In the light of all of the foregoing, the General Court finds that the contested decision, as corrected, is vitiated by several errors and irregularities and, in consequence, it annuls that decision.

NOTE: An action for annulment seeks the annulment of acts of the institutions of the European Union that are contrary to European Union law. The Member States, the European institutions and individuals may, under certain conditions, bring an action for annulment before the Court of Justice or the General Court. If the action is well founded, the act is annulled. The institution concerned must fill any legal vacuum created by the annulment of the act.

NOTE: An appeal, on a point or points of law only, may be brought before the Court of Justice against a judgment or order of the General Court. In principle, the appeal does not have suspensive effect. If the appeal is admissible and well founded, the Court of Justice sets aside the judgment of the General Court. Where the state of the proceedings so permits, the Court of Justice may itself give final judgment in the case. Otherwise, it refers the case back to the General Court, which is bound by the decision given by the Court of Justice on the appeal.
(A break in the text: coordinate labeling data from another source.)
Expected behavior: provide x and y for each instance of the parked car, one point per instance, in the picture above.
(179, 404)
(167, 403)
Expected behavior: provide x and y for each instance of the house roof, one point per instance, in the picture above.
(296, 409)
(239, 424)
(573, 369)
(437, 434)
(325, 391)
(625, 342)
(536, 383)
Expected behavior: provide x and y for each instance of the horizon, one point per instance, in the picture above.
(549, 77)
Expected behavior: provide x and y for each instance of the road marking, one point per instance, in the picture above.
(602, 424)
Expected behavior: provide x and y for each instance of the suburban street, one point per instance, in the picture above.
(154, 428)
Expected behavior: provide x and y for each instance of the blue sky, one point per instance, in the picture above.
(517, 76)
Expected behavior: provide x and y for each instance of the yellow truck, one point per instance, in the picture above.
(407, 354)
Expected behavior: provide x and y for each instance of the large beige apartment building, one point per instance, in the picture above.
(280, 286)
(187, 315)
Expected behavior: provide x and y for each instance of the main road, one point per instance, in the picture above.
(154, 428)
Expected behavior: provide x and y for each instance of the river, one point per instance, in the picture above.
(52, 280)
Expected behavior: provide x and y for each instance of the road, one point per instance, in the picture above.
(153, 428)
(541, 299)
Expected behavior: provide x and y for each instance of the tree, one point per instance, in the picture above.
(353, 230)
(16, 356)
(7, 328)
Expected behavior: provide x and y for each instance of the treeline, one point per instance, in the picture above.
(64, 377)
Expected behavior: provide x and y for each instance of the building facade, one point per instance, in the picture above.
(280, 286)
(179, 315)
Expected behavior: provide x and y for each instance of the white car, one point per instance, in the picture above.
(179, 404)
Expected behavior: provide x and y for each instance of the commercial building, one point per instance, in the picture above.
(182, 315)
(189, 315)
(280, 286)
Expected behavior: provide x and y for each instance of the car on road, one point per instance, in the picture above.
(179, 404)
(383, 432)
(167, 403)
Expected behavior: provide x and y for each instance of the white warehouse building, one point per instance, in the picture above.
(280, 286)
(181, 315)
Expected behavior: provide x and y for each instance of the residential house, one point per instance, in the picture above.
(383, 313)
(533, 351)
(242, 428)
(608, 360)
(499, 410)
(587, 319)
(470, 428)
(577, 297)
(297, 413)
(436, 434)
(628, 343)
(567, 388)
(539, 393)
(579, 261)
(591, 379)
1 DLH is the parent company of the Lufthansa Group, which, inter alia, comprises Lufthansa Passenger Airlines, Brussels Airlines SA/NV, Austrian Airlines AG, Swiss International Air Lines Ltd and Edelweiss Air AG.
2 Commission Decision C(2020) 4372 final of 25 June 2020 concerning State Aid SA.57153 (2020/N) – Germany – COVID-19 – Aid to Lufthansa (‘the contested decision’). On 14 December 2021, the Commission adopted Decision C(2021) 9606 final, correcting the contested decision.
3 Under Article 107(3)(b) TFEU, aid to remedy a serious disturbance in the economy of a Member State may, under certain conditions, be considered to be compatible with the internal market.
4 Communication from the Commission of 19 March 2020 on the Temporary Framework for State aid measures to support the economy in the current COVID-19 outbreak (OJ 2020 C 91 I, p. 1 ; ‘the Temporary Framework’), which was amended, for the first time, on 3 April 2020 (OJ 2020 C 112 I,
p. 1) and, for a second time, on 8 May 2020 (OJ 2020 C 164, p. 3).
5 Namely Berlin Tegel, Brussels, Düsseldorf, Frankfurt, Hamburg, Munich, Palma de Mallorca, Stuttgart, Vienna and Hannover airports.
6 Commission notice on remedies acceptable under Council Regulation (EC) No 139/2004 and under Commission Regulation (EC) No 802/2004 (OJ 2008 C 267, p.1).